I. La caractérisation de l’état de cessation des paiements.
Le tribunal fonde sa décision sur une situation économique irrémédiablement compromise. Il constate que la société débitrice « se trouve manifestement en état de cessation des paiements, comme ne pouvant faire face à son passif exigible à l’aide de son actif disponible » (Motifs). Cette définition légale est strictement appliquée par le juge consulaire. La carence de la débitrice, qui ne comparaît pas, renforce la conviction du tribunal sur l’absence d’actif disponible. La valeur de cette décision réside dans la confirmation que l’assignation par un créancier suffit à déclencher le constat judiciaire.
II. Les conséquences procédurales de l’ouverture du redressement.

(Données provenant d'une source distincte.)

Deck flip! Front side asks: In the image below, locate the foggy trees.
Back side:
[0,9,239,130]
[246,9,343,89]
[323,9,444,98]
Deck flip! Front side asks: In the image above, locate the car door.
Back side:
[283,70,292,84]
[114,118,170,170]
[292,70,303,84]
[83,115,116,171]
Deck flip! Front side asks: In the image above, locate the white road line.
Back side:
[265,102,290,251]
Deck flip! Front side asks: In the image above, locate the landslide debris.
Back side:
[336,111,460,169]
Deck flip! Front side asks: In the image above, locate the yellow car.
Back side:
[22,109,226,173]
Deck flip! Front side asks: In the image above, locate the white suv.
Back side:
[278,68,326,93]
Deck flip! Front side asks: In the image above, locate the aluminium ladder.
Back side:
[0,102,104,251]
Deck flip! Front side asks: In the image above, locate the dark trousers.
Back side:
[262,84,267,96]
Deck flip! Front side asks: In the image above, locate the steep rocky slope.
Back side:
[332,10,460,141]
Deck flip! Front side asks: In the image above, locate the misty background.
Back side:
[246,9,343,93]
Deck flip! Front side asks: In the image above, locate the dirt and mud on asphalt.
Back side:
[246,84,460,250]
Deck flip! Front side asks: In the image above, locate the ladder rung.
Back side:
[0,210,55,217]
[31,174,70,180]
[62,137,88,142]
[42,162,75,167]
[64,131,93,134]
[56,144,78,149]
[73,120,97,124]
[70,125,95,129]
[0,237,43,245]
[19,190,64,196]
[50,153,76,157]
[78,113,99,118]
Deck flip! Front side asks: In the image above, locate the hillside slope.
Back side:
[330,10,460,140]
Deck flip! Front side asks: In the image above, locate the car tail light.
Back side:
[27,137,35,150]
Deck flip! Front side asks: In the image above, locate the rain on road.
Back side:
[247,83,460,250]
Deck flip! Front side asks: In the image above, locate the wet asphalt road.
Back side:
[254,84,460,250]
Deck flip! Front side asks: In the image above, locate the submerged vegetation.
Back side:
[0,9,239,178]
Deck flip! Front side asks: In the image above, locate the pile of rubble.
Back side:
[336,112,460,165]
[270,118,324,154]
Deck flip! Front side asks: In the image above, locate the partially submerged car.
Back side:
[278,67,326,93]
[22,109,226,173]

Le tribunal fixe provisoirement la date de cessation des paiements au 2 décembre 2025, date de l’assignation. Cette fixation est cruciale pour déterminer la période suspecte et les actions en nullité de la période d’observation. Il nomme un juge-commissaire et un mandataire judiciaire pour superviser la phase d’observation de six mois. La portée de ce jugement est de permettre une analyse des perspectives de redressement de l’entreprise, conformément à l’article L.623-1 du code de commerce. Le tribunal privilégie ainsi la sauvegarde de l’activité économique et de l’emploi.